Long Context vs. RAG for LLMs: An Evaluation and Revisits

AI-generated keywords: Large Language Models Retrieval-Augmented Generation RAPTOR Context Windows External Knowledge Sources

AI-generated Key Points

  • Growing interest in enhancing capabilities of Large Language Models (LLMs) with long external contexts
  • Two main strategies: Long Context (LC) and Retrieval-Augmented Generation (RAG)
  • Notable advancement in retrieval methods: RAPTOR improves accuracy by generating recursive summaries in a tree structure
  • Various LLM models excel in specialized areas such as reasoning efficiency, conversational understanding, text summarization, knowledge understanding, multilingual translation, mathematical computations, and logical reasoning
  • Trend towards increasing context length in newly released models categorized as short (up to 4K), long (up to 32K), and ultra-long (more than 32K) context models
  • Advancements offer potential for handling complex questions requiring information synthesis from multiple document parts
  • Importance of considering context relevance when optimizing LLMs with external knowledge sources
  • Need for tailored approaches based on specific task requirements and further research for more effective utilization of external knowledge sources
Also access our AI generated: Comprehensive summary, Lay summary, Blog-like article; or ask questions about this paper to our AI assistant.

Authors: Xinze Li, Yixin Cao, Yubo Ma, Aixin Sun

14 pages excluding references and appendix
License: CC BY 4.0

Abstract: Extending context windows (i.e., Long Context, LC) and using retrievers to selectively access relevant information (i.e., Retrieval-Augmented Generation, RAG) are the two main strategies to enable LLMs to incorporate extremely long external contexts. This paper revisits recent studies on this topic, highlighting their key insights and discrepancies. We then provide a more comprehensive evaluation by filtering out questions answerable without external context, identifying the most effective retrieval methods, and expanding the datasets. We show that LC generally outperforms RAG in question-answering benchmarks, especially for Wikipedia-based questions. Summarization-based retrieval performs comparably to LC, while chunk-based retrieval lags behind. However, RAG has advantages in dialogue-based and general question queries. These insights underscore the trade-offs between RAG and LC strategies, offering guidance for future optimization of LLMs with external knowledge sources. We also provide an in-depth discussion on this topic, highlighting the overlooked importance of context relevance in existing studies.

Submitted to arXiv on 27 Dec. 2024

Ask questions about this paper to our AI assistant

You can also chat with multiple papers at once here.

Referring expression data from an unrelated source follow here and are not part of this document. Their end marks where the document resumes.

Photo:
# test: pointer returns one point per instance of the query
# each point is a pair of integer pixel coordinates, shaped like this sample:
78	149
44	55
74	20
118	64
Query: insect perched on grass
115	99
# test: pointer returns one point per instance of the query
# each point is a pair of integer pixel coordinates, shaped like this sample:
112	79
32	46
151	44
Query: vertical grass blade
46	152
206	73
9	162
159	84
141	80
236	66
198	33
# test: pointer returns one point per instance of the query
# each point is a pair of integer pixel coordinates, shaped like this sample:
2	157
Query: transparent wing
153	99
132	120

AI assistant instructions?

Results of the summarizing process for the arXiv paper: 2501.01880v1

In recent years, there has been a growing interest in enhancing the capabilities of Large Language Models (LLMs) to incorporate extremely long external contexts. Two main strategies have emerged: Extending context windows, known as Long Context (LC), and using retrievers to selectively access relevant information, known as Retrieval-Augmented Generation (RAG). This paper delves into recent studies on this topic, shedding light on key insights and discrepancies. One notable advancement in retrieval methods is RAPTOR (Sarthi et al., 2024), which improves accuracy by generating recursive summaries of text chunks organized in a tree structure. By summarizing text segments at various levels and forming a hierarchical tree representing the document's content, RAPTOR enables retrieval models to extract context at varying levels of detail. This method enhances retrieval accuracy for tasks requiring long-range or multi-step reasoning. When it comes to LLMs with extended context capabilities, various models excel in specialized areas. For instance, ChatGLM2-6B-32K focuses on high reasoning efficiency with low memory usage, while XGen-7B-8K enhances conversational understanding and text summarization. InternLM-7B-8k is optimized for knowledge understanding and multilingual translation, while other models like DeepSeek-V2-Chat, Qwen2-72B-Instruct, Mixtral-7x8b, and DBRX-Instruct excel in mathematical computations and logical reasoning. There is a clear trend towards increasing context length in newly released models. These models are categorized based on their supported context windows: short (up to 4K), long (up to 32K), and ultra-long (more than 32K) context models. The advancements in LLMs with extended context capabilities offer significant potential for handling complex questions that require synthesizing information from multiple parts of a document. In conclusion, the trade-offs between RAG and LC strategies underscore the importance of considering context relevance when optimizing LLMs with external knowledge sources. The diverse capabilities of different LLM models highlight the need for tailored approaches based on specific task requirements. Further research in this area can lead to more effective utilization of external knowledge sources for enhancing LLM performance across various applications.
Created on 16 Jan. 2025

Assess the quality of the AI-generated content by voting

Score: 0

Why do we need votes?

Votes are used to determine whether we need to re-run our summarizing tools. If the count reaches -10, our tools can be restarted.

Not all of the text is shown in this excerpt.